В Мюнхене Дюшан одновременно далек от решения «отказаться» от живописи и совсем близок к нему. Он хорошо знает, что, стоя перед девственным холстом, живописец приступает к работе с «несколькими тюбиками краски» под рукой. Он даже указал единственную марку краски, удовлетворяющую его запросам,—«Берендт». Он еще не догадывается, что однажды она вернется под обманчивым именем «Дробилки для шоколада» как «коммерческая формула», проставленная внизу картины, несомненной функцией которой, даже и без его ведома, будет свершение траура по живописи, коль скоро живописец «уже не растирает свой шоколад сам».

Но «Переход от девственницы к новобрачной» с его особенностью делать то, что он говорит, и говорить то, что он делает, уже воплощает этот парадокс.

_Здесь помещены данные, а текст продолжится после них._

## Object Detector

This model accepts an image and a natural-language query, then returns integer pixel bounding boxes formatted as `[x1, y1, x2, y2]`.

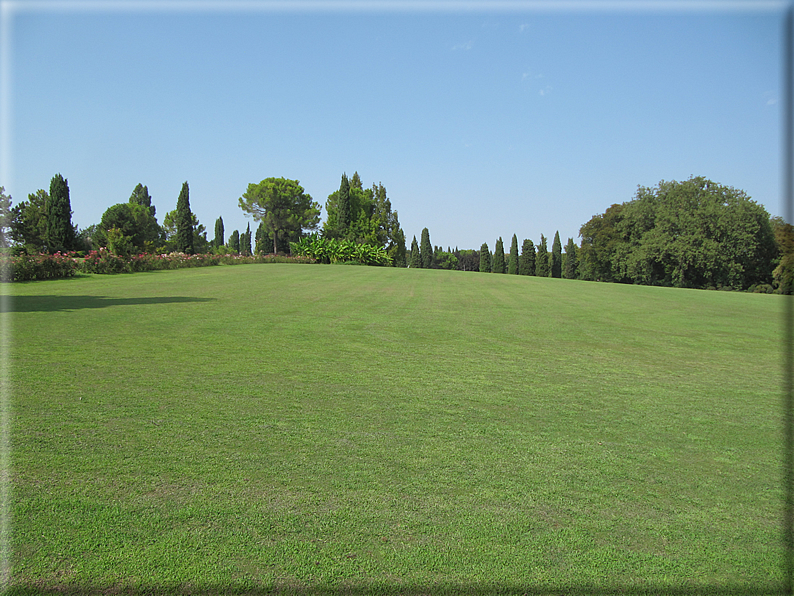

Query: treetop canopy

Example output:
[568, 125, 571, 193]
[238, 177, 321, 255]
[578, 176, 776, 289]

«Берендт» – это промышленная марка, имя —случайное в-себе, осеняющее своего рода авторством цвета предметов и прочие, упоминаемые Дюшаном в перечне на тетрадных листках, которые он сохранил, словно уже зная, что в скором времени они станут частью нареченной живописи, живописного номинализма. И для «Перехода» он по большому счету сам растирает свой шоколад. Напомним комментарий Лебеля: «Тщательное изучение цветов и их свойств привело Дюшана к выбору красок немецкой марки „Берендт", после чего он пользовался исключительно ими. Кроме того, он отказался от кисти и, подобно скульптору, моделировал красочный слой пальцами, чтобы придать ему большую плотность. У этих картин столь плотная и гладкая фактура, что она кажется напрямую наследующей старым мастерам»36.

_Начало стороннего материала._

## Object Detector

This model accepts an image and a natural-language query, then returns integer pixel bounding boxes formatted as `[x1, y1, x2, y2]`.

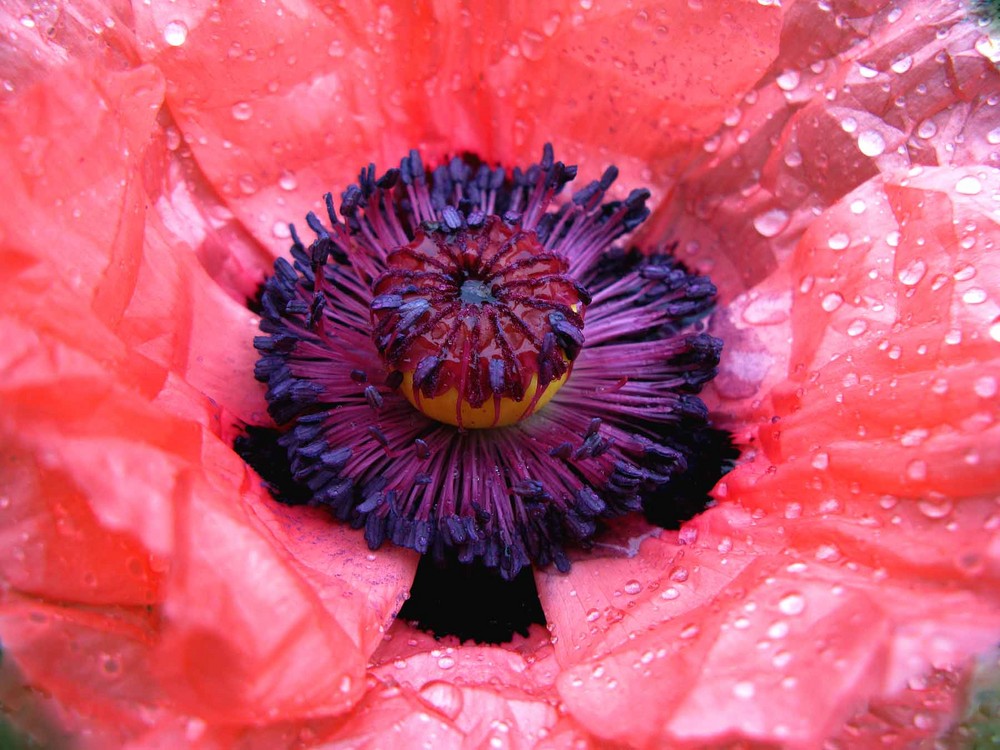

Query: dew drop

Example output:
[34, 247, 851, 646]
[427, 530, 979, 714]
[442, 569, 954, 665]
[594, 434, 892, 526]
[918, 497, 953, 519]
[857, 130, 886, 157]
[890, 54, 913, 73]
[784, 150, 803, 168]
[846, 319, 868, 337]
[163, 20, 189, 47]
[776, 70, 800, 91]
[974, 375, 997, 398]
[857, 62, 879, 79]
[585, 608, 600, 623]
[272, 222, 291, 239]
[278, 170, 298, 191]
[679, 624, 700, 639]
[849, 199, 866, 215]
[885, 230, 901, 247]
[811, 452, 829, 470]
[238, 174, 258, 195]
[897, 259, 927, 286]
[916, 119, 937, 139]
[772, 650, 792, 668]
[660, 587, 680, 601]
[963, 287, 987, 305]
[887, 7, 903, 22]
[231, 101, 253, 121]
[623, 580, 642, 595]
[988, 127, 1000, 145]
[733, 681, 756, 699]
[954, 176, 983, 195]
[778, 593, 805, 616]
[990, 318, 1000, 343]
[419, 681, 464, 720]
[827, 232, 850, 250]
[753, 209, 790, 238]
[437, 655, 456, 670]
[821, 292, 844, 312]
[906, 460, 928, 482]
[840, 116, 858, 134]
[768, 621, 789, 639]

Такое внимание к живописной технике, тем более к технике «старых мастеров», Дюшан не проявлял более никогда, ни до, ни после Мюнхена. «Большое стекло» тоже свидетельствует об исключительной, до навязчивости, технической тщательности, однако оно основано на соединении разнородных материалов, не отсылающем к традиционной живописи. «Переход» и «Новобрачная» – единственные картины, для которых Дюшан если и не растирает краски в прямом смысле слова, то во всяком случае замешивает и наносит их на холст сам, пальцами. В символическом смысле это почти одно и то же. И, по меньшей мере, заслуживает постановки вопрос о том, что могло побудить его к этому уникальному опыту.

Прежде всего надо вернуться к сказанному выше о художественном климате Мюнхена: его действие на Дюшана выразилось в ряде данных им себе разрешений – в том числе обойти Сезанна, открыться чистому цвету и допустить, что сецессионистская стратегия куда лучше, чем стратегия отказа, подходит для новаторских решений, не демонстрируя при этом разрыв с традицией.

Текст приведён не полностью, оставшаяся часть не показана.